When the students set out to compile the interviews, Benediktsson expected to hear stories about resilience—of businesses so deeply entrenched in their communities that they navigated past obstacles unscratched. Though he knew that store owners faced particular pressures, Benediktsson says, “I thought it would be kind of upbeat.” The reality, he found, “was far more bittersweet.”
The businesses they polled weren’t sparks that flashed and fizzled—the subjects were local stalwarts that had remained afloat for decades. “By any objective standing, they’re successful,” Benediktsson says. And yet many described operating under a constant precariousness. The businesses’ age “makes it all the more perverse that they’re being forced out, being uprooted, purely by the vagaries of the real estate market.” Benediktsson says. “I’m still struggling with that.”
Rising rents were a through line connecting the 110 stories the students collected. Roughly a third of respondents described the threat of a rent hike when their lease was up. For Benediktsson, the project emphasized “how fragile and risky the future is for established, successful businesses that shouldn’t have anything to fear.” Being priced out was a constant and widespread threat.
Acclimating to residents’ changing preferences proved to be a challenge, too. “The majority of [these businesses] have a formula that has worked for 10, in some cases, 100 years,” Benediktsson says. But as a neighborhood’s demographic landscape shifts, that formula may no longer cater to patrons’ tastes. Sometimes, businesses stave off obsolescence by implementing small or incremental changes to reshape an existing routine to appeal to new customers. A diner in Flushing, Queens, for example, stopped sending a waitress around to top off mugs of coffee with refills straight from the pot. Instead, the restaurant now serves coffee in individual pots—a tablescape more aligned with the setup of the numerous dim sum restaurants nearby. “Changes in menu, or diversification of menus, we saw that over and over,” Benediktsson says.

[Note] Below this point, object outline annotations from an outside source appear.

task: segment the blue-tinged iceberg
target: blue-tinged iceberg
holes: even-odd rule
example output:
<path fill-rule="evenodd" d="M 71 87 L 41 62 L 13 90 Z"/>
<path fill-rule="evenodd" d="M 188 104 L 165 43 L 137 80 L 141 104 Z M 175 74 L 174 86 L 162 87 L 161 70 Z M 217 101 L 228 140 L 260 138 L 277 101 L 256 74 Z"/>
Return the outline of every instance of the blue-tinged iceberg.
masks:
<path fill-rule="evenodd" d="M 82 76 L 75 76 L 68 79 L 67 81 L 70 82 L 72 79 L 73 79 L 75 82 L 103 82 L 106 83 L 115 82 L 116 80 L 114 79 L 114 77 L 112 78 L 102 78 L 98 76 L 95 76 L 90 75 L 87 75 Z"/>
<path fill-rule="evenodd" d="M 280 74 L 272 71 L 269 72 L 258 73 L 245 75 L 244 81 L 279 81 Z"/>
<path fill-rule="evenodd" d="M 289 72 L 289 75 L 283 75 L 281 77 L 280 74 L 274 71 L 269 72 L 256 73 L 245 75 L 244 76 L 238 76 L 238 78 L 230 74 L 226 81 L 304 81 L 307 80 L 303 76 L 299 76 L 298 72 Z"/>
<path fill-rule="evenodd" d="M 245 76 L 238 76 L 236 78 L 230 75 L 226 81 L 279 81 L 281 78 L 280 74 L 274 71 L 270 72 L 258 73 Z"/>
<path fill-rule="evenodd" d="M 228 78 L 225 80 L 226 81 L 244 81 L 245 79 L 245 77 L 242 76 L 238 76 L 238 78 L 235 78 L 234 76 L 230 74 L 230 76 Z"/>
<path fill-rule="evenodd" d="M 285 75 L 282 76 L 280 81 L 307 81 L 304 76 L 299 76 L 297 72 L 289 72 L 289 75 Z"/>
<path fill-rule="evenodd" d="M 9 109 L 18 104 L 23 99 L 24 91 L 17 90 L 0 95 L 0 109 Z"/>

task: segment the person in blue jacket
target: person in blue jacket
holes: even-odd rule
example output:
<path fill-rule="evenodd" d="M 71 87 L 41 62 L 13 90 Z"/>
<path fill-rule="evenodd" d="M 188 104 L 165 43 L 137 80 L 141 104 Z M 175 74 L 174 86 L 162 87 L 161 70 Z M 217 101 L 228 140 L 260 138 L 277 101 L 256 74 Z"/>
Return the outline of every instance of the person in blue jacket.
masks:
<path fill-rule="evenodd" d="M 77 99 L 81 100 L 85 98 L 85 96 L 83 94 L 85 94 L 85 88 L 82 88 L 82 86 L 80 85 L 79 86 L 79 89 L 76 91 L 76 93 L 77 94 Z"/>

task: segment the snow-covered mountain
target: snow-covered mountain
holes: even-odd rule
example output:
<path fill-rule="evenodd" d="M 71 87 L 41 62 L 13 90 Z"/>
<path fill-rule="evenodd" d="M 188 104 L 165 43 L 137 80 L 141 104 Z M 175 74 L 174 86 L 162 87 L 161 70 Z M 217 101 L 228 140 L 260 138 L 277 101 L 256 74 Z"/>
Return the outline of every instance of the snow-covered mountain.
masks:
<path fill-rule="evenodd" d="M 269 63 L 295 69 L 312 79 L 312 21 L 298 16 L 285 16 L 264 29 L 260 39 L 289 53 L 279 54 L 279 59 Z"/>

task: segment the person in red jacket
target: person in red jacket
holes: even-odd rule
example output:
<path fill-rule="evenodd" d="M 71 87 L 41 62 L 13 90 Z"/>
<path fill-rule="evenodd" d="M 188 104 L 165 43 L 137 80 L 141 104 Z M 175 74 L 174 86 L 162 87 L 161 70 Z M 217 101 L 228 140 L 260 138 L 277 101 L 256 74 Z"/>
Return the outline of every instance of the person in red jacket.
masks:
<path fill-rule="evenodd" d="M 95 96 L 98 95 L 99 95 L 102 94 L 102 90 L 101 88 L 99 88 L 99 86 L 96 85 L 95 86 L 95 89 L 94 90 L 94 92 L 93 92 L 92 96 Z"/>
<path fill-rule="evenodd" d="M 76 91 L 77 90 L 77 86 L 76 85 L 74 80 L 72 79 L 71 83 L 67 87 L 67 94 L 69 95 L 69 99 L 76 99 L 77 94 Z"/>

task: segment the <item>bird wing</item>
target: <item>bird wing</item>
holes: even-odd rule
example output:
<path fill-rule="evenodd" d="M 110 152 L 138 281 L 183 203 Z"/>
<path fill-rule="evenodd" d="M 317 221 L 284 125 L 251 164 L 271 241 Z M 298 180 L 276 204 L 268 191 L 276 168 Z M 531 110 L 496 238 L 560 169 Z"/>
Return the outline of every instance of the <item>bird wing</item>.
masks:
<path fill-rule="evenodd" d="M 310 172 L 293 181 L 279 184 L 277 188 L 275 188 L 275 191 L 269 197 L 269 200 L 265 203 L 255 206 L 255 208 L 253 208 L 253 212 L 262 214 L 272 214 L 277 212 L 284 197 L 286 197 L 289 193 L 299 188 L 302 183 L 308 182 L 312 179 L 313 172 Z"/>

Benediktsson says that the businesses face a difficult choice between adapting the business or abandoning it, or “closing up shop and moving somewhere else, where you can continue to do what you know how to do.”
The students, many of whom grew up in New York, already felt a pull towards these stores and the stories behind them. “It wasn’t much of a heavy lift for me to suggest to them that these places matter just as much as a Starbucks or Subway,” Benediktsson says. In dense, high-traffic areas like New York, where sprawling commercial spaces are anomalies and big-box stores are relatively scarce, shoppers often have a network of regular spots. The task wasn’t necessarily to humanize the small-business owners—many locals could easily conjure up a familiar face—but to go into greater depth. “Our interactions with the guy at the bodega are often very fleeting and potentially very superficial,” Benediktsson says.
These interviews, he says, offered a way for students to more meaningfully engage with a place that interests them. A young artist profiled a drawing studio in Soho that had been bounced out of its old space and relocated to Chinatown. She inflected the profile with her understanding of the multifaceted role these types of stores can play for customers, Benediktsson adds. “She understood it as a sanctuary for artists from a place of deep solidarity.” Other students dove into florists, pet stores, pizza joints, and a slot car raceway.
Benediktsson hopes the project will be ongoing, and that, over the course of subsequent semesters, students will continue to create a robust archive—both for the sake of prospective researchers and to fuel students’ own engagement with the world around them. “I know that the project changed them,” he says, “and the way that they think about neighborhoods.”